Sie verstehen sich sichtlich gut. So gut, dass sie im Münchener Restaurant Orlando sogar die gleichen Spaghetti bestellen: „Dreimal Aglio Olio. Aber schön scharf, mit viel Knoblauch!“ Es ist zehn Uhr abends geworden, bis sie endlich zum Essen kommen und parallel noch ein Interview führen müssen. Die Tage von Wolfgang Stahl, Anja Sturm und Wolfgang Heer sind tatsächlich lang und prall gefüllt mit Arbeit. Die drei Rechtsanwälte vertreten Beate Zschäpe, die einzige Überlebende der Terror-Truppe NSU.
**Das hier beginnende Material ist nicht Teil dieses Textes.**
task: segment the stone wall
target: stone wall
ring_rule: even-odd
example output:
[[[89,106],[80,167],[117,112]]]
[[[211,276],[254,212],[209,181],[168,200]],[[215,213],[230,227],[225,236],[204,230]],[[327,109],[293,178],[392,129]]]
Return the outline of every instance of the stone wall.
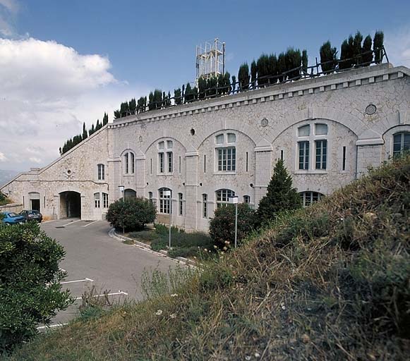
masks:
[[[159,190],[167,188],[172,190],[172,223],[206,230],[216,191],[231,190],[240,202],[248,196],[257,207],[278,159],[284,159],[300,192],[324,195],[387,159],[394,134],[410,131],[409,75],[406,68],[383,64],[117,119],[48,167],[20,175],[2,190],[23,204],[29,192],[39,192],[44,212],[56,217],[64,215],[59,209],[62,192],[78,192],[82,218],[100,219],[106,209],[95,207],[95,192],[108,193],[112,202],[122,196],[123,186],[138,196],[152,195],[158,204]],[[376,108],[370,115],[369,105]],[[327,134],[318,135],[317,124],[327,126]],[[306,125],[310,135],[301,137],[299,129]],[[235,142],[222,146],[235,147],[236,166],[219,171],[216,137],[227,139],[228,133],[235,135]],[[306,140],[309,169],[299,170],[298,142]],[[315,166],[313,147],[320,140],[327,140],[326,169]],[[161,173],[159,143],[167,141],[172,142],[172,149],[165,150],[173,153],[173,169]],[[126,153],[135,158],[134,172],[128,174]],[[99,163],[106,167],[104,181],[97,180]],[[157,219],[167,223],[169,216],[159,214]]]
Und so martialisch wie ihre Namen klingen, Stahl, Sturm und Heer, so energisch und eloquent stürzen sie sich auch in diesen Prozess, den sie für einen der „bedeutendsten der deutschen Nachkriegsgeschichte“ halten. „Ein extrem spannendes Mandat!“, sagt Anja Sturm, die Frau mit dem blonden Kurzhaarschnitt. Wie ihre Kollegen reist sie künftig jeden Montag von Berlin nach München, um Zschäpe zu verteidigen. 85 Prozesstage hat das Oberlandesgericht angesetzt. Bislang, muss man wohl betonen. Immer dienstags, mittwochs und donnerstags. „Wir werden unser halbes Leben hier verbringen. Dabei gibt es natürlich auch noch andere Mandate!“, sagt Wolfgang Heer.

Ein Mammut-Prozess

Es wird ein Mammut-Prozess werden. Einer, der international so kritisch beobachtet wird wie kaum einer zuvor. Wie geht das deutsche Gericht mit der mutmaßlichen Rechtsterroristin um, mit jener Frau, die laut Anklage mitverantwortlich sein soll für den Tod von acht türkischen und einem griechischen Migranten sowie einer jungen deutschen Polizistin?

Die Anklage hat ein genaues Bild von ihr, der 38-Jährigen, die zusammen mit ihren Lebenspartnern Uwe Mundlos und Uwe Böhnhardt im Untergrund lebte und 14 Jahre lang Deutschland von rechts terrorisiert haben soll. Zehn Morde, zwei Nagelbombenanschläge und 15 Raubüberfälle werden dem Trio vorgeworfen. Beate Zschäpe freilich soll nicht selbst getötet haben, sondern laut Anklage an den Planungen beteiligt gewesen sein. Vor allem aber soll sie den Männern eine bürgerliche Fassade, einen „sicheren Rückzugsraum“ geboten ha­ben.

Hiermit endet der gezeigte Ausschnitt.